The similarity of the case of BJT022 to other likely instances of anthropogenic Callithrix hybridization provide further support for BJT022 representing anthropogenic interbreeding between C. aurita and C. penicillata. Callithrix penicillata and C. jacchus have been introduced into the native range of C. aurita in southeastern Brazil largely as a result of the illegal pet trade and subsequent releases of exotic marmosets into forest fragments7,8. Malukiewicz et al. (2021)7 recently found evidence of genetic introgression from of exotic C. jacchus into C. aurita within the metropolitan area of the city of So Paulo. A cryptic C. aurita hybrid sampled by Malukiewicz et al.7 originates from the municipality of Mogi das Cruzes, which lies in the eastern portion of metropolitan So Paulo8,28. Following zoological records, BJT022 originated from the municipality of So Jose dos Campos, which also lies in the eastern portion of metropolitan So Paulo. These cryptic hybrids also likely represent an advanced stage of anthropogenic hybridization between native C. aurita and exotic jacchus group species.

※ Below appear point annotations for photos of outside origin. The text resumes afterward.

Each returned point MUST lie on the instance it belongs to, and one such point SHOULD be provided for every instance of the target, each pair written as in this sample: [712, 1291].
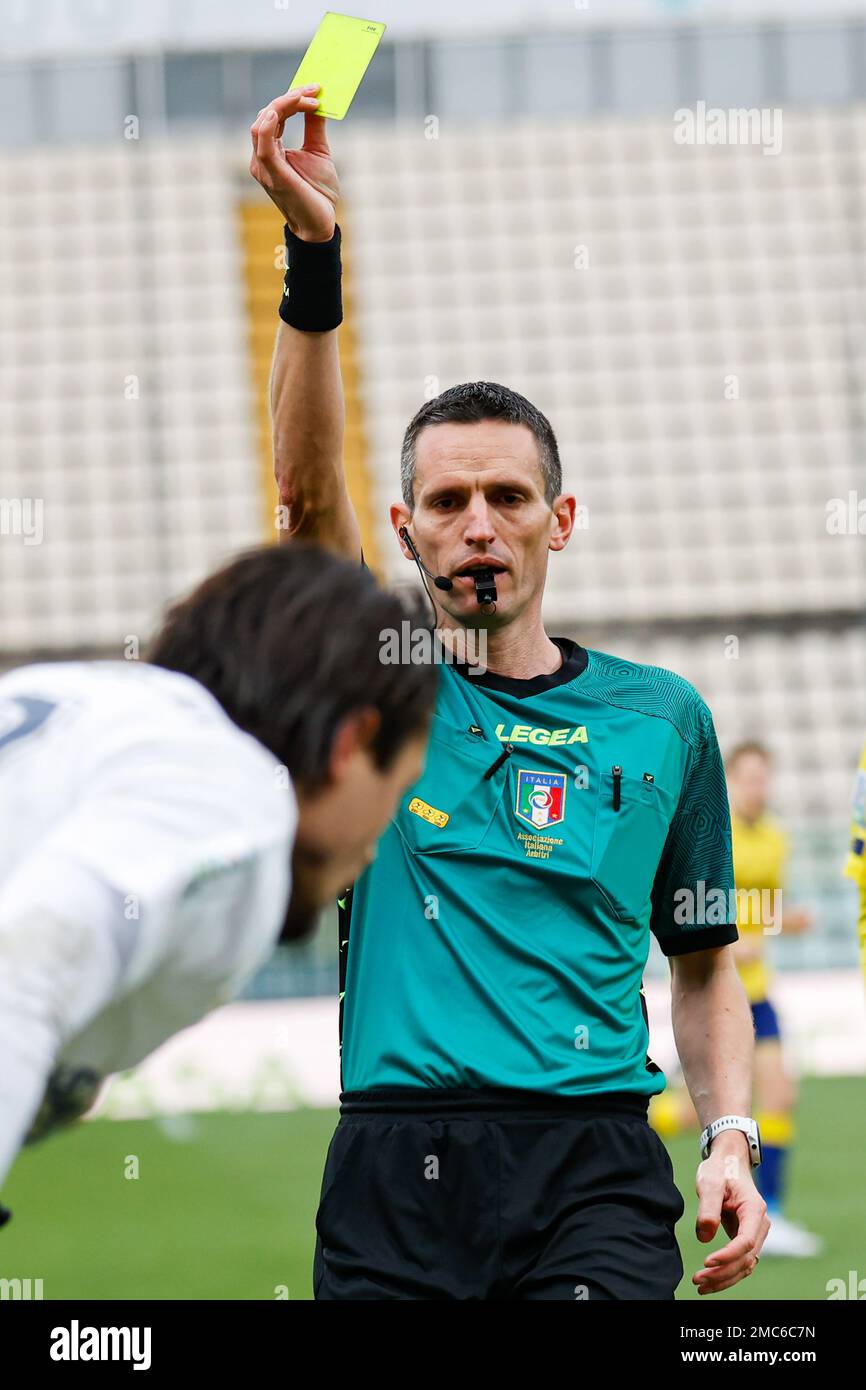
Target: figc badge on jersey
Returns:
[541, 798]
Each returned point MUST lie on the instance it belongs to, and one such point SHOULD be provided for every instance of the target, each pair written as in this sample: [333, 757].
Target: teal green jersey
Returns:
[501, 934]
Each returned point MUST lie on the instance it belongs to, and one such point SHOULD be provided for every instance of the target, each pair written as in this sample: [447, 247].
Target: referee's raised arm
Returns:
[307, 406]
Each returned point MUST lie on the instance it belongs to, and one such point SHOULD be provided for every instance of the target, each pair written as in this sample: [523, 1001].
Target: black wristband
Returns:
[313, 284]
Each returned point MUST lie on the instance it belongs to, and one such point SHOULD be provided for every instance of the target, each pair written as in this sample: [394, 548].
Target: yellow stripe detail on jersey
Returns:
[855, 866]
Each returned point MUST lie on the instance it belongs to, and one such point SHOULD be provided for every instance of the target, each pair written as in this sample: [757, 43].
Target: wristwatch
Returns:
[741, 1122]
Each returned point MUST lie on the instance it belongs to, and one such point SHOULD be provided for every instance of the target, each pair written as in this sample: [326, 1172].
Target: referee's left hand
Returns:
[727, 1196]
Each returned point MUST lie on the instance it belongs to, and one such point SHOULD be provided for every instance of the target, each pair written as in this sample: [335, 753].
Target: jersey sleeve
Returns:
[168, 858]
[694, 902]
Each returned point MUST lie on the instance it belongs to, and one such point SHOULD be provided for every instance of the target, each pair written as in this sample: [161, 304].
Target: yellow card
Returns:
[337, 59]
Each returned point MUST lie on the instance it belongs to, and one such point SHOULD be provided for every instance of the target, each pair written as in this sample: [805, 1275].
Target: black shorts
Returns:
[495, 1194]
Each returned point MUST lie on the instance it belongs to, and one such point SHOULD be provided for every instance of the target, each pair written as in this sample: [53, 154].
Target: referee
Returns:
[492, 1139]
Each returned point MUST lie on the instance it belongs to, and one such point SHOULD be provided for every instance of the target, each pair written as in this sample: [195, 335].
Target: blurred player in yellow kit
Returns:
[761, 849]
[855, 868]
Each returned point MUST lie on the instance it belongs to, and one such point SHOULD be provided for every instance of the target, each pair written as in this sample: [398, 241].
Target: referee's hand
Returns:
[300, 182]
[729, 1197]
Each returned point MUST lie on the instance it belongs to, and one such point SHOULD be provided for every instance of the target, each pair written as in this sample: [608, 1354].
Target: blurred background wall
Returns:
[517, 207]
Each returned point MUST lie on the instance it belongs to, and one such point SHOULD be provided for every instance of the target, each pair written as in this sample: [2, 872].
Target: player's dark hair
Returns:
[470, 403]
[748, 745]
[289, 640]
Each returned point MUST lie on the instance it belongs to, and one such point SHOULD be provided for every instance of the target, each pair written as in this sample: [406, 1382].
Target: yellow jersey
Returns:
[855, 866]
[761, 851]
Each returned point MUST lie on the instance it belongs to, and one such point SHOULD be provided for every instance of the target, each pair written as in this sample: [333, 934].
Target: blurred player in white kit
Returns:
[164, 824]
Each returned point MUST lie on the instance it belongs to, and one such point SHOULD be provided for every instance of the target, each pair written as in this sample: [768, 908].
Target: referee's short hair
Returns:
[289, 640]
[470, 403]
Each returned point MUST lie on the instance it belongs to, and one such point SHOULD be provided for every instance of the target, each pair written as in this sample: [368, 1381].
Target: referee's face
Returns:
[480, 501]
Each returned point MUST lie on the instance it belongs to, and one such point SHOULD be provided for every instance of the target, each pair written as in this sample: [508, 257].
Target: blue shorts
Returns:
[765, 1020]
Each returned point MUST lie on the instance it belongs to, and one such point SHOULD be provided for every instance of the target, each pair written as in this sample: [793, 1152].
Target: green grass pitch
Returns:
[224, 1204]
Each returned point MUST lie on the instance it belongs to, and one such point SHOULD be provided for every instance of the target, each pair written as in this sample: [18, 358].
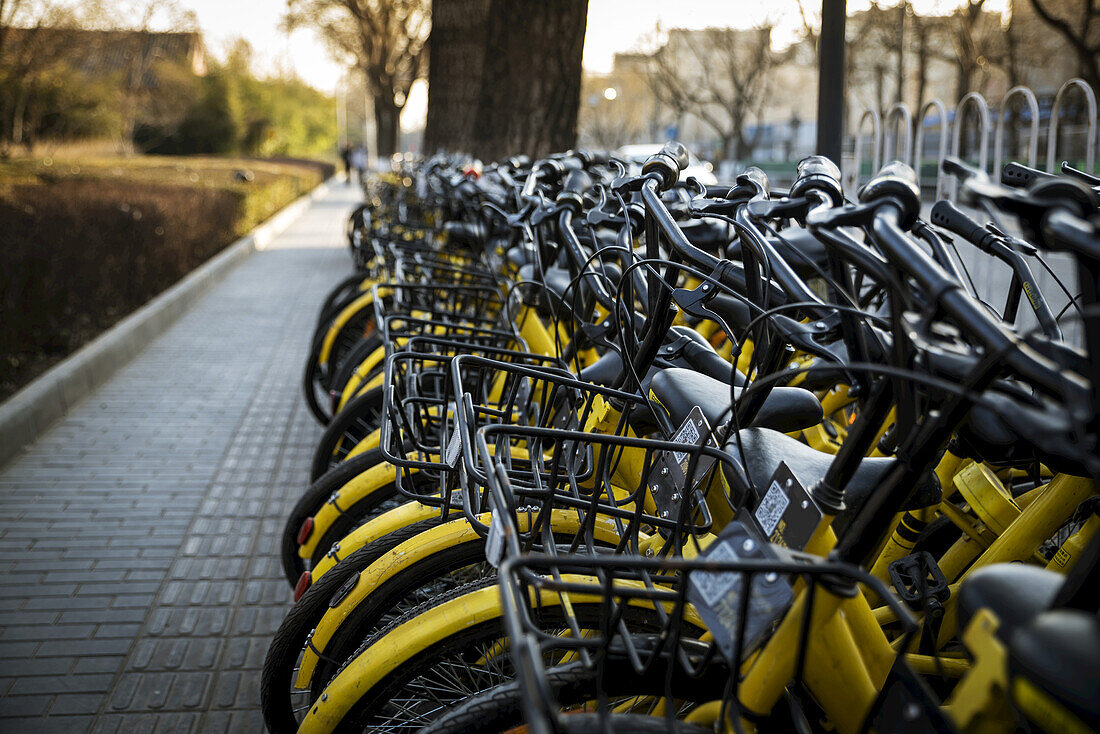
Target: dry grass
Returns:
[85, 241]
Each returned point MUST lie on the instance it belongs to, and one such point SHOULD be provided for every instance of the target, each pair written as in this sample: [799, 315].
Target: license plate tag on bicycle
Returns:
[787, 513]
[717, 595]
[670, 470]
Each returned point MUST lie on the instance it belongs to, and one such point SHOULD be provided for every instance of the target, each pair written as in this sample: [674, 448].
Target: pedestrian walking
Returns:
[345, 156]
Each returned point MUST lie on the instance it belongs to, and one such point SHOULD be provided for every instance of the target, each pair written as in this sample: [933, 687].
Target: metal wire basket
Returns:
[663, 636]
[419, 396]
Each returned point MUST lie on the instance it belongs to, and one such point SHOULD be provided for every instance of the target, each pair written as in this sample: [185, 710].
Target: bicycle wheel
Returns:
[361, 417]
[433, 657]
[276, 694]
[575, 687]
[314, 497]
[351, 363]
[371, 503]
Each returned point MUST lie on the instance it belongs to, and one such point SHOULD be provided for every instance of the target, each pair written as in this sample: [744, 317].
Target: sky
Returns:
[614, 25]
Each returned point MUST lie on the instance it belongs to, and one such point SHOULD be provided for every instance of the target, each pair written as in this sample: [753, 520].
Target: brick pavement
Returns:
[139, 572]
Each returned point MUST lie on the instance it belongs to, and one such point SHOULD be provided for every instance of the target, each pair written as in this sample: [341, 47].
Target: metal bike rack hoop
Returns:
[999, 132]
[1090, 137]
[985, 124]
[919, 143]
[876, 145]
[903, 144]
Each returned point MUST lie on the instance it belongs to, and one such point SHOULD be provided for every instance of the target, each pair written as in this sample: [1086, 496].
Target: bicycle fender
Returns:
[377, 527]
[365, 300]
[372, 441]
[362, 372]
[394, 649]
[411, 551]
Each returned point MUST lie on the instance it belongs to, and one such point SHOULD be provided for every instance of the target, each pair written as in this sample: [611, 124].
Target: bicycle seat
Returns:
[1018, 435]
[679, 391]
[1058, 652]
[798, 247]
[763, 450]
[1015, 593]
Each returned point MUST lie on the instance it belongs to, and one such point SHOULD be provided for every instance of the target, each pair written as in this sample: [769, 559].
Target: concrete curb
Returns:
[30, 413]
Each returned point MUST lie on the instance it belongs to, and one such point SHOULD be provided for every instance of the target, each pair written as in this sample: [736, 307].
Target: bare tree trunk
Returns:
[528, 85]
[457, 56]
[386, 120]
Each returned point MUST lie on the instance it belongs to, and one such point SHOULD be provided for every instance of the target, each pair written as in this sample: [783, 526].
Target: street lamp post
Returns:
[831, 72]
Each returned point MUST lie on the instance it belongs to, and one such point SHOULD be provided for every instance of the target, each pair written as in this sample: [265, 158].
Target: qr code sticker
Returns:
[713, 585]
[771, 507]
[688, 434]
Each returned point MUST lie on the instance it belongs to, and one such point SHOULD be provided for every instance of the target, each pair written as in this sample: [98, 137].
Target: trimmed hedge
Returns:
[79, 252]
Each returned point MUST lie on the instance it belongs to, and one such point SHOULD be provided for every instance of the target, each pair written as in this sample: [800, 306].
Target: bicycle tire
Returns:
[315, 496]
[301, 620]
[395, 593]
[351, 363]
[431, 655]
[372, 505]
[574, 683]
[360, 418]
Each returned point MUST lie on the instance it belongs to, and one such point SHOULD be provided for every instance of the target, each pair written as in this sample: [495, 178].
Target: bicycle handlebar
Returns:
[898, 182]
[817, 173]
[946, 215]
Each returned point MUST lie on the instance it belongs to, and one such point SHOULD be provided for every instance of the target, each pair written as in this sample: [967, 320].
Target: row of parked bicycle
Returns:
[611, 451]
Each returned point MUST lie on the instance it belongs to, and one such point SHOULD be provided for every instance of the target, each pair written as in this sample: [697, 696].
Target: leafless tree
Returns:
[139, 96]
[719, 76]
[505, 76]
[30, 51]
[385, 39]
[1078, 22]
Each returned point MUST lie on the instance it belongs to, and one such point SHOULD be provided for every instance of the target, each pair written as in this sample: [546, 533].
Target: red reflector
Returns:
[303, 584]
[305, 530]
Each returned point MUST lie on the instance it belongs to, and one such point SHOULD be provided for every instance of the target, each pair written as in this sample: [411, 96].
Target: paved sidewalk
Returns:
[139, 572]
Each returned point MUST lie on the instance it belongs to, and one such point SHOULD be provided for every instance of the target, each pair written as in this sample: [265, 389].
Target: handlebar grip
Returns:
[818, 173]
[576, 183]
[677, 152]
[668, 163]
[897, 181]
[1021, 176]
[946, 215]
[594, 157]
[755, 177]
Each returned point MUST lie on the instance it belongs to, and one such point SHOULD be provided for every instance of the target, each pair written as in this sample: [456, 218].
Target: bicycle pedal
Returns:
[919, 581]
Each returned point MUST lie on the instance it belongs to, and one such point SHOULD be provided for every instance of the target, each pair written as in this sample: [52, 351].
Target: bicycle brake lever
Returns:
[1087, 177]
[1020, 245]
[693, 303]
[857, 215]
[773, 208]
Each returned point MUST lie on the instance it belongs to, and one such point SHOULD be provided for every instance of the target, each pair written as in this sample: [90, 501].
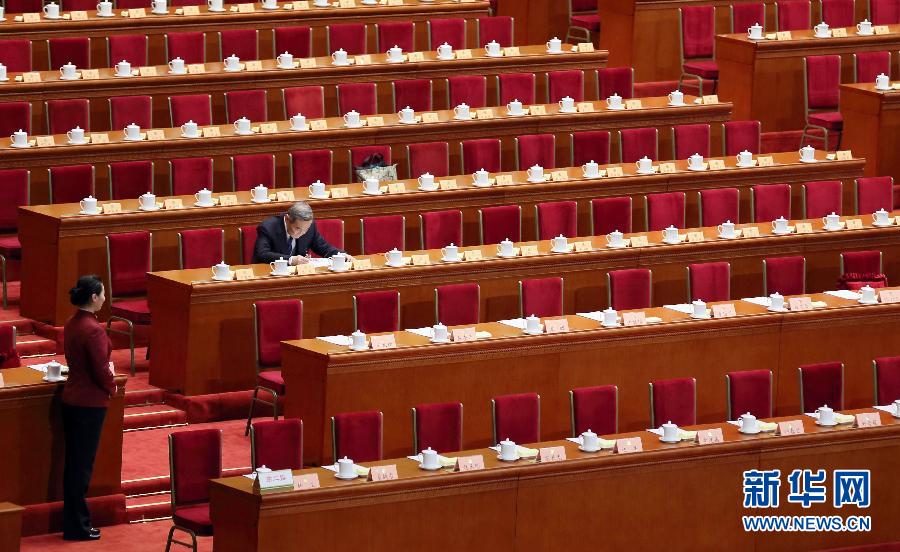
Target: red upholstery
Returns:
[249, 171]
[501, 223]
[14, 116]
[750, 391]
[673, 401]
[516, 86]
[785, 275]
[719, 205]
[277, 444]
[664, 210]
[202, 247]
[884, 12]
[565, 83]
[887, 379]
[495, 29]
[239, 42]
[635, 143]
[745, 15]
[71, 183]
[590, 145]
[595, 409]
[792, 15]
[428, 157]
[441, 228]
[557, 218]
[457, 304]
[307, 166]
[382, 234]
[630, 288]
[616, 80]
[276, 321]
[449, 31]
[822, 384]
[414, 93]
[350, 37]
[771, 202]
[609, 214]
[130, 179]
[295, 40]
[438, 426]
[395, 33]
[195, 107]
[874, 193]
[740, 136]
[191, 47]
[481, 154]
[536, 149]
[246, 103]
[76, 49]
[64, 115]
[541, 297]
[131, 48]
[518, 418]
[124, 110]
[357, 435]
[710, 282]
[189, 175]
[306, 100]
[691, 139]
[822, 198]
[358, 96]
[467, 89]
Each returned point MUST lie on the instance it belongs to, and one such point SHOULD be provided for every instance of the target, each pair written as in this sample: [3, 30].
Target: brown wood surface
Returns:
[202, 330]
[614, 502]
[764, 79]
[872, 127]
[60, 245]
[155, 26]
[33, 445]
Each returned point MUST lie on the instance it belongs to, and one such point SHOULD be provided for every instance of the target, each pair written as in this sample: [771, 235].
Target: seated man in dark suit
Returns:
[290, 236]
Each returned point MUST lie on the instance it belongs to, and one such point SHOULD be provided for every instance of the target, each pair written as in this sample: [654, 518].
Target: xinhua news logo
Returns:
[851, 488]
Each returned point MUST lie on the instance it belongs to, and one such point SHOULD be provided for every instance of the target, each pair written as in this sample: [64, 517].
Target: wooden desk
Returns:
[155, 26]
[202, 330]
[215, 80]
[872, 127]
[694, 490]
[31, 436]
[764, 79]
[60, 245]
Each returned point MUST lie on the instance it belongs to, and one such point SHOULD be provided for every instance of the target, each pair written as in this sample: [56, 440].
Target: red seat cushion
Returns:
[707, 69]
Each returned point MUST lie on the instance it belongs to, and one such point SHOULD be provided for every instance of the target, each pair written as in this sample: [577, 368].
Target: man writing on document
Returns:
[291, 236]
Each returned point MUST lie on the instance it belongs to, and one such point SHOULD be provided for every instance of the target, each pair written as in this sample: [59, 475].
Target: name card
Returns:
[798, 304]
[723, 311]
[469, 463]
[306, 481]
[557, 326]
[710, 436]
[461, 335]
[790, 427]
[628, 446]
[383, 342]
[551, 454]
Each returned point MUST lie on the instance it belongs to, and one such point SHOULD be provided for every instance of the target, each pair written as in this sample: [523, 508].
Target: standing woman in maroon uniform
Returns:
[85, 399]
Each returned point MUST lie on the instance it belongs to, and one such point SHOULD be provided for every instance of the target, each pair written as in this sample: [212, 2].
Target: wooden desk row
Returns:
[31, 437]
[202, 329]
[764, 78]
[60, 245]
[156, 26]
[680, 497]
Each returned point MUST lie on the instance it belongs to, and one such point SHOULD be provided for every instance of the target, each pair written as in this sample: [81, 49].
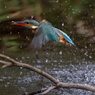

First generation and early generation aurita and jacchus group marmoset hybrids are known to possess a distinct koala bear appearance10,11,29. As this is not the phenotype seen for BJT022 and the cryptic C. aurita hybrids from Malukiewicz et al.7, this observation suggests that these cases of anthropogenic hybridization arose through backcrossing of an earlier non-cryptic C. aurita x Callithrix sp. hybrid with C. aurita. Eventually these backcrosses led to the genomic capture of introgressed jacchus group mitogenome lineages by the C. aurita populations of the eastern portion of the So Paulo metropolitan area.
The above results are alarming since they suggest that genetic introgression is underway from exotic, invasive marmosets to the endangered, native marmosets of southeastern Brazil. At this time, it is not possible to determine how board this pattern is at the geographic, genomic and species levels, and whether introgression is only unidirectional and exactly which exotic and native species are involved. Specifically for C. aurita, unidirectional genetic introgression from invasive marmosets as well as cryptic hybridization is worrying due to the species threatened conservation status. A small number of captive facilities around southeastern Brazil are currently breeding captive C. aurita for eventual reintroductions into the wild8,12. Individuals within these captive populations should be confirmed both genetically and phenotypically as not being of hybrid origin, as to avoid introducing exogenous genetic material into the captive population and subsequently into the wild. Additionally, further genetic information is needed for wild C. aurita populations to not only characterize diversity within the species, but also to better assess the occurrence of hybridization between exotic and native marmosets in southeastern Brazil. This information is critical for defining genetic diversity of C. aurita and maintaining species genetic integrity in the wild and captivity.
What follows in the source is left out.